DIFFA is one of the country’s largest funders of HIV/AIDS service and education programs, mobilizing the immense resources and creativity of the design community. Pratt’s team was one of several to create a dining environment as part of DIFFA’s Student Design Initiative, which provides young designers with the rare opportunity to work with design experts for the event.
Pratt students and faculty have participated in the Dining by Design event for seven years, and were again invited by DIFFA to take part for 2018. This year, Pratt’s team members were Michelle Marshall, M.F.A. Interior Design ’18; Nadia Freeman, M.F.A. Interior Design ’18; Mapa Jaramillo Arenas, M.F.A. Interior Design ’18; and Elizabeth Bridges, M.F.A. Interior Design ’18. Jon Otis, Professor of Interior Design, served as faculty lead, and Barry Richards, a Senior Associate at the Rockwell Group, served as industry mentor. Industrial Design Professor Peter Barna provided assistance to the group with lighting and the firm Bentley Mills donated carpeting.

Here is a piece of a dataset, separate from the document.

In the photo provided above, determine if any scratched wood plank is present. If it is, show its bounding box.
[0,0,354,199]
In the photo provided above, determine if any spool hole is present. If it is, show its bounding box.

The team worked within the scope of DIFFA’s mission of supporting HIV/AIDS awareness to conceptualize, design, and build the distinctive installation “The Elephant in the Room,” which directly addressed the conversation that people have when they tell friends and family they’re HIV positive. The design featured a large, yellow chicken-wire elephant suspended above the table, which had a reflective tabletop. The walls were painted dark blue, with elephant camo-print.
The Dining by Design installations were unveiled at a preview party on March 22. They were on view to the public through March 24, and closed with a VIP gala dinner on March 26.